The Internet has given unparalleled access to archives. “It is now a million times easier to research [family] history”, Tony said.  (He does not like being called Sir Tony.)  His grandfather fought in the Great War but never spoke of the hardships endured and sights witnessed.  “There are whole stories we thought might be lost, but we are starting to re-find them”.  So we can now celebrate “the rediscovery of these stories”.

Sir Tony Robinson gave four reasons why we should remember the Great War. 

“Firstly, there is the ‘never again argument’.  We should observe history and not repeat past mistakes. 

“Secondly, ‘war is a massive engine of social change’”.  The First World War saw the movement of people on a scale not seen before and inventions of weapons of mass destruction.  It was a mechanical and industrial war bogged down in the trenches of the Western Front. It was a different type of war with junior officers leading the charge and senior officers doing their best to organise in the face of mayhem. 

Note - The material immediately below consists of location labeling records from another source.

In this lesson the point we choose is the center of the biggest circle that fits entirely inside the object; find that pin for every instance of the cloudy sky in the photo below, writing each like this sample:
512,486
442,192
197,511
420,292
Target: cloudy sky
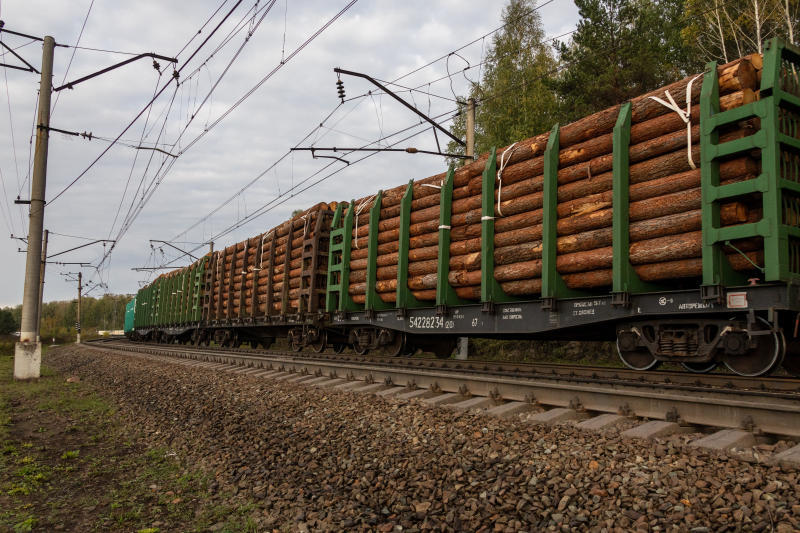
288,98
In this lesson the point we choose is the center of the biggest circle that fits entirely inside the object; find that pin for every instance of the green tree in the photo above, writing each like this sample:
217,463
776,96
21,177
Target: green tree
621,49
723,30
515,97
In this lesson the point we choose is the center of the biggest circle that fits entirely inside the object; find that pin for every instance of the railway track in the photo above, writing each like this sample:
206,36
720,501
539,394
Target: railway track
766,406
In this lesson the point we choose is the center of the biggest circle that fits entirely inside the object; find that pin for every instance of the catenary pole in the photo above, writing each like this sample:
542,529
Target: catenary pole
470,127
28,351
462,350
78,321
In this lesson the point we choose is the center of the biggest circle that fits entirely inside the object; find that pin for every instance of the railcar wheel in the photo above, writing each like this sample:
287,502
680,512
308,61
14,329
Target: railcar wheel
700,368
791,361
360,350
761,360
321,343
638,359
295,341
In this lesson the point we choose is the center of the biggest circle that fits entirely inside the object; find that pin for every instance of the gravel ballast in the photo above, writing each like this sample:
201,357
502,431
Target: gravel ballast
319,459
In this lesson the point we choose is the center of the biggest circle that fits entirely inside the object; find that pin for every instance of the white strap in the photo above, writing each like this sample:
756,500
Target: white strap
503,162
359,208
686,116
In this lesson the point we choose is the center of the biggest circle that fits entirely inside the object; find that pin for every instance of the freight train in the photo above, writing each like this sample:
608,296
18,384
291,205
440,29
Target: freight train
669,224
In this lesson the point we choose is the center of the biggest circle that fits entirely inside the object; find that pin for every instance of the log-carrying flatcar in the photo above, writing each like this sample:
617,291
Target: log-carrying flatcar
670,224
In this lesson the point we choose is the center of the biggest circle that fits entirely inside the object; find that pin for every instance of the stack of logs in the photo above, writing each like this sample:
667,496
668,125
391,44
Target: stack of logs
665,203
257,267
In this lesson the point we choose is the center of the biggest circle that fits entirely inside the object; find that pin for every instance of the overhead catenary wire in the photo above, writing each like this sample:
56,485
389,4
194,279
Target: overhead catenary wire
72,57
219,119
360,97
140,113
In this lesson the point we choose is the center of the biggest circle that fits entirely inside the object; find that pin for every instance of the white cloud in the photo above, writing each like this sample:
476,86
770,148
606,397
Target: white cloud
385,39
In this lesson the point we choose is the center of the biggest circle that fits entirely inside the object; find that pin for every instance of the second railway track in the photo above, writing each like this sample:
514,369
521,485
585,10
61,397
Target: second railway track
768,406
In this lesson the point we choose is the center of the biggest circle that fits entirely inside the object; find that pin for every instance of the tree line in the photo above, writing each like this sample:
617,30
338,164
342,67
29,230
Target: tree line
58,318
620,49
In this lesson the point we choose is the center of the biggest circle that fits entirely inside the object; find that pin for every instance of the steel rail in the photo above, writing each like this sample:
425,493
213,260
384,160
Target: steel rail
540,370
758,411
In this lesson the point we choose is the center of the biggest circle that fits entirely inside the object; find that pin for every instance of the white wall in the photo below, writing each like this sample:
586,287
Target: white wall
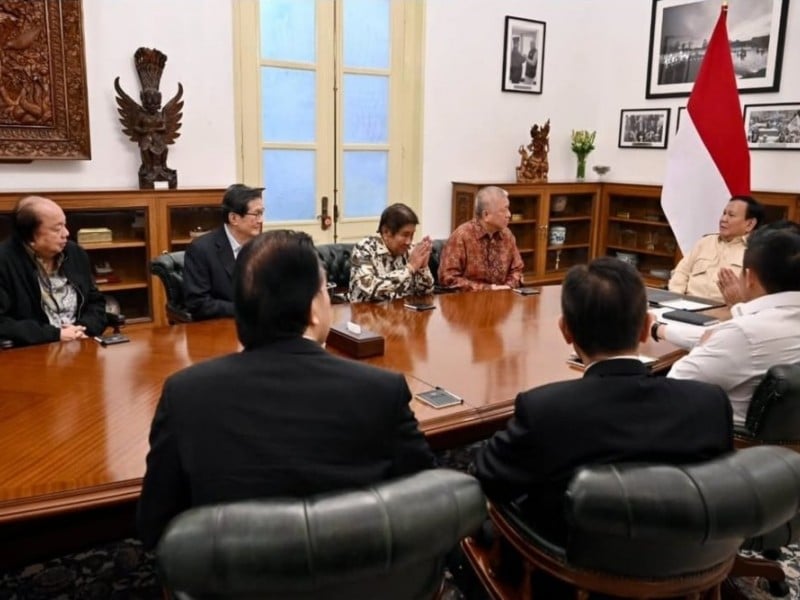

“Thirdly: ‘the impact of a major war stays and stays’”.  The breakup of the Ottoman Empire and the Sykes-Picot agreement of 1916 devised by the major powers which arbitrarily redrew boundaries to create Syria, Iran and Iraq, but ignored cultural ethnicity. 

“Fourthly: ‘to honour our dead’.  We know that our ancestors had the same characteristics, same humour, same DNA as ourselves”. They are remembered in the 120 war grave cemeteries, the 20 million WW1 records on Ancestry (with more photos added as they are being discovered) as well as our War Memorials.